Mouse B will most likely not become infected.
b) Will viable Pneumococcus be isolated from each mouse? If so, what type will they be, and what will be their physical appearance?
Viable bacteria will be isolated from mouse A and they will be type I and appear smooth.
No viable bacteria will be isolated from mouse B.
2. Draw the structure of dideoxy cytidine diphosphate. Include the numbering for all atoms of the base, ribose and phosphate(s). (8 points)
3. Draw the deoxydinucleotide: 5' GT 3' Include a 5' monophosphate group. (8 points)
4. If might be possible for the two purine bases, A and G to hydrogen bond in a similar fashion as an A T base pair. However, this arrangement would result in a DNA molecule with structural features or consequences that would disagree with two facts known about DNA. Draw the hydrogen bond arrangement for an A-G base pairing (5 points). List the two facts about the DNA molecule that would not agree with such a basepairing? (5 points)
1. This would predict a duplex with a width greater than a purine/pyrimidine base pairing, i.e. 20Å (x-ray data of Rosalind Franklin)

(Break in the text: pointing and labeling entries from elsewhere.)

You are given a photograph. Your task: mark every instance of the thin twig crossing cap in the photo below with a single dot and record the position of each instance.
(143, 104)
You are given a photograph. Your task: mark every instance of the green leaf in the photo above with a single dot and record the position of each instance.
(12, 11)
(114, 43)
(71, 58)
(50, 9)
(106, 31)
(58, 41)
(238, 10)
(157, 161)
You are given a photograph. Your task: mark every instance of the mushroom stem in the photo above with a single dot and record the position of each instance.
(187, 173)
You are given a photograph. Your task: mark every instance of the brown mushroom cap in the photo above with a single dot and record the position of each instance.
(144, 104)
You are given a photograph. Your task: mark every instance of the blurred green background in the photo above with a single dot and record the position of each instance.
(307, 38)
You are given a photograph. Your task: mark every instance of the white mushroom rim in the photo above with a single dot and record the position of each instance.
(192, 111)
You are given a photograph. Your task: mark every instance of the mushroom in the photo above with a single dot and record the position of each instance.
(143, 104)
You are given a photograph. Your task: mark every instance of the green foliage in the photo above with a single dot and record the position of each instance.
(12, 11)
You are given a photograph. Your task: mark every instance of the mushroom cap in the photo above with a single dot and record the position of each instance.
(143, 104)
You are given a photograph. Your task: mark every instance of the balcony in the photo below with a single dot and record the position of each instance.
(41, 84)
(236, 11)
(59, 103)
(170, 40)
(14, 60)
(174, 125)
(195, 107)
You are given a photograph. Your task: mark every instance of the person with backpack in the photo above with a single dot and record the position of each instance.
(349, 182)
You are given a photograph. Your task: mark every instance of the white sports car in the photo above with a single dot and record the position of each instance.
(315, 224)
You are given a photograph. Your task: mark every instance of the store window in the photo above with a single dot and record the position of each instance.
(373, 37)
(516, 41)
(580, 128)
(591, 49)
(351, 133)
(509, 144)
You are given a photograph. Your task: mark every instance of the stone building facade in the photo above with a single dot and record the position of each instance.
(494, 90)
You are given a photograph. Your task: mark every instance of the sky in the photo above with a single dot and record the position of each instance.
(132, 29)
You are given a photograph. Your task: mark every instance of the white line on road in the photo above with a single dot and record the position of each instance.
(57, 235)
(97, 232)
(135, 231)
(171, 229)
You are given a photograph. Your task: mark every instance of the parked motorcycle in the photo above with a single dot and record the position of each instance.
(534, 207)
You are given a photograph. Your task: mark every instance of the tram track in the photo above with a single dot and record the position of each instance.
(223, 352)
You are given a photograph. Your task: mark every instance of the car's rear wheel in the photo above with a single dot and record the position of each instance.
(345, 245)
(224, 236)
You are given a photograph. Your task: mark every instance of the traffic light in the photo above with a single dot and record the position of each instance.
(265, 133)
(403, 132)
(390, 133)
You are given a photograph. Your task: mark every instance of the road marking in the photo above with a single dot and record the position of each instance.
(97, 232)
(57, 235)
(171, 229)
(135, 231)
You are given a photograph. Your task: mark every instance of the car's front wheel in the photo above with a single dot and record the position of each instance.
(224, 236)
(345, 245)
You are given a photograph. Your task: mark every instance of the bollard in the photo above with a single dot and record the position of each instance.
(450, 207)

2. This would violate Chargaff's law of G=C and A=T from analysis of DNA from various species
5. Restriction Enzymes:
|
Alu I |
Bfa I |
Nci I |
EcoR I |
|
Hae II |
EcoO109 I |
Bgl I |
BsaH I |
|
Aat II |
Bpm I |
Not I |
Bsm I |
Answer the following by providing one example for each: (12 points)
a. This enzyme would be most useful for isolating large DNA fragments
Not I
b. This enzyme leaves blunt ends
Alu I
c. This enzyme cuts once about every 1000 base pairs of DNA
Nci I
d. The fragments from this enzyme digest cannot be made blunt by "filling in" with DNA polymerase
Hae II, Aat II, Bpm I, Bsm I
e. Some fragments from this enzyme digest may not be able to re-ligate with each other
Nci I, EcoO109 I, Bgl I, Bpm I, Bsm I
f. This enzyme is useful for Restriction Fragment Length Polymorphism (RFLP) analysis of DNA
Alu I, Bfa I
6. For the following restriction endonuclease recognition sequences indicate which ones could potentially be protected by dam methylase, dcm methylase, or neither (12 points)
|
Enzyme |
Sequence |
Protected by ? |
|
Nar I |
GGCGCC |
dcm |
|
Sca I |
AGTACT |
neither |
|
Bcl I |
TGATCA |
dam |
|
EcoR I |
GAATTC |
neither |
|
Msc I |
TGGCCA |
dcm |
|
Mbo II |
GAAGA |
dam |
7. For the following oligonucleotides indicate the expected product after treatment with the following DNA modifying enzymes. Indicate clearly if an end is blunt or ragged after treatment. Note: all overhangs are considered to be of indeterminate length. (15 points)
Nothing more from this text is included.